A transformer with 70 billion parameters processes every input through 80 layers of 8192-dimensional hidden states. The hidden states encode everything the model “knows” about the input, but they are dense, high-dimensional vectors with no human-interpretable structure. Mechanistic interpretability aims to reverse-engineer what these hidden states represent — to decompose them into understandable features and trace how those features interact to produce the model’s output.

The key breakthrough: sparse autoencoders (SAEs) can decompose a model’s dense hidden states into a large set of sparse, interpretable features. Each feature corresponds to a recognizable concept (a language, a topic, a syntactic pattern, a factual association). The activation of these features can be traced through the model’s computation graph, revealing “circuits” — small subnetworks that implement specific behaviors.

This post covers the technical details of sparse autoencoders, feature identification and interpretation, circuit discovery, the logit lens technique, and the practical implications for model debugging and safety.

The Superposition Problem

Why Hidden States Are Uninterpretable

A transformer’s hidden state $h \in \mathbb{R}^{d}$ with $d = 8192$ dimensions could naively represent at most 8192 independent features (one per dimension). But the model clearly knows far more than 8192 things. The resolution: the model uses superposition — it encodes many more than $d$ features by using non-orthogonal directions in the $d$ -dimensional space.

$h = \sum_{i=1}^{M} a_i \cdot f_i$

where $M \gg d$ features $f_i$ are directions in the hidden space, and $a_i$ are their activations. The features $f_i$ are not orthogonal to each other (they cannot be, since there are more features than dimensions). This means any single neuron’s activation is a mixture of multiple features, making individual neurons uninterpretable.

import torch
import torch.nn as nn
import numpy as np

def demonstrate_superposition():
    """Show how superposition encodes more features than dimensions."""
    d = 128       # Hidden dimension
    M = 1024     # Number of features (much larger than d)

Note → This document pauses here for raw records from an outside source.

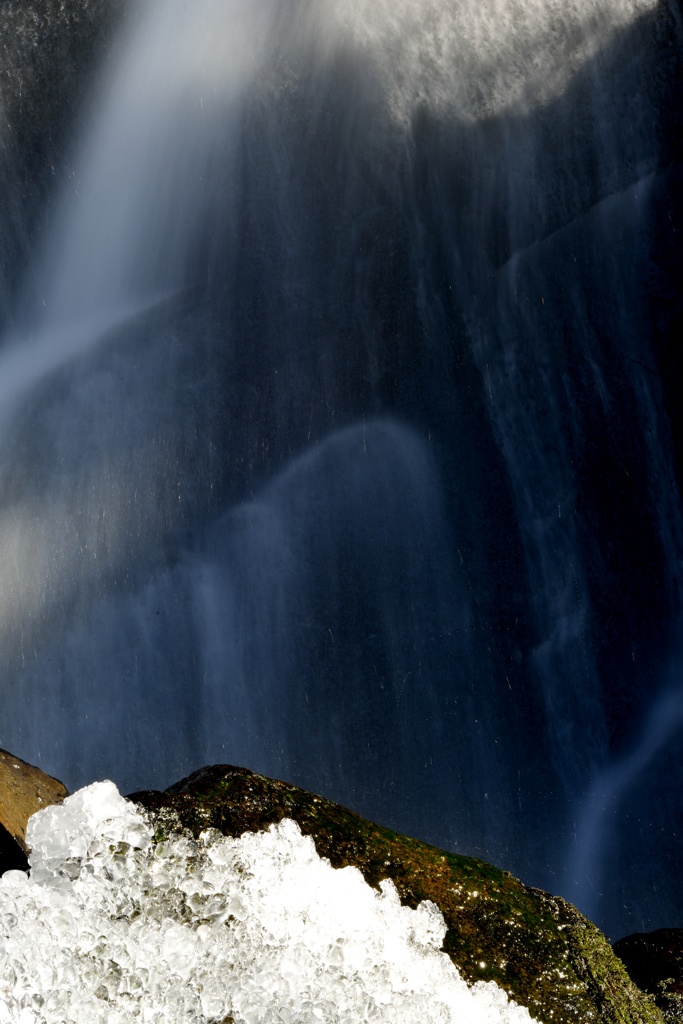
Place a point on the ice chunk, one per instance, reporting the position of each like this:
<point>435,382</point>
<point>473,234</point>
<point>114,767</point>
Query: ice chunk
<point>113,928</point>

    # Random feature directions (non-orthogonal)
    features = torch.randn(M, d)
    features = features / features.norm(dim=1, keepdim=True)

    # Average dot product between random feature pairs
    # (measures how much features "interfere" with each other)
    sample_pairs = 10000
    i = torch.randint(0, M, (sample_pairs,))
    j = torch.randint(0, M, (sample_pairs,))
    dots = (features[i] * features[j]).sum(dim=1)

    print(f"Dimension: {d}")
    print(f"Features: {M}")
    print(f"Feature-to-dimension ratio: {M/d:.1f}x")
    print(f"Average interference (|dot product|): {dots.abs().mean():.4f}")
    # For d=128: interference ~ 1/sqrt(128) ~ 0.088
    # Low enough for the model to distinguish features, but not zero

The Key Insight

Superposition works because most features are sparse — they are active for only a small fraction of inputs. If feature $i$ activates on 1% of inputs and feature $j$ activates on 1% of inputs, the probability that both are active simultaneously is $0.01 \times 0.01 = 0.0001$ . When features rarely co-activate, their mutual interference is manageable.

This is exactly the setting where sparse autoencoders excel: they are designed to find sparse decompositions of dense signals.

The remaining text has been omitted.